>>4050188>the guy who made the painting comparisonsNice to see the thread's still here.
I'm actually a choir teacher IRL, so I like to pretend I know something about music. Winter Wrap-Up may be my favorite MLP song to date, and it was what finally convinced me that the music in the show was a cut above your average cartoon. Like any musical number, it's very repetitive--songs without easily-identified, repeatable patterns are virtually nonexistent outside of modern/experimental music--and is more about its own artistry than advancing the story.

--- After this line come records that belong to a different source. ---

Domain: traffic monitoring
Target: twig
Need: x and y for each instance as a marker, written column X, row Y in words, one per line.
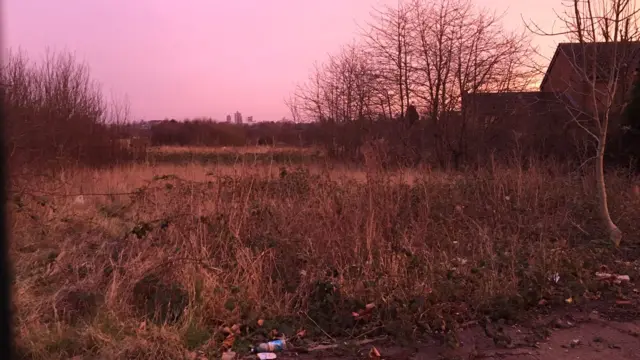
column 370, row 331
column 333, row 346
column 318, row 326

Compared to a "normal" musical number, WWU is heavy on unresolved 2nds (notes are referred to by distance from the root note, and 1(root)-3-5 chords are standard. Thus, a 1-2-5 chord which doesn't move the middle note to 3), which are discordant to western ears, but not aggressively so. This gives the song a incomplete, striving feeling, which I'm sure you'll see neatly mirrors the text about needing to see winter off. The instrumentation is pretty light, and the beats are mostly given by bass, piano, and synth, rather than unpitched percussion (I realize that's not helpful information, sorry), which gives the entire song a very warm, connected feeling. The song transitions through a range of volumes and instrumentations, but for the most part these aren't abrupt breaks. The effect is like running your hand across a book of carpet samples--there are distinct sections, but it all blends together.
I suspect you'll probably particularly enjoy the Find a Pet song when you get to it (early S2), since it's done in semi-recit style; in other words, it's primarily text-driven. But yes, WWU is definitely an excellent song.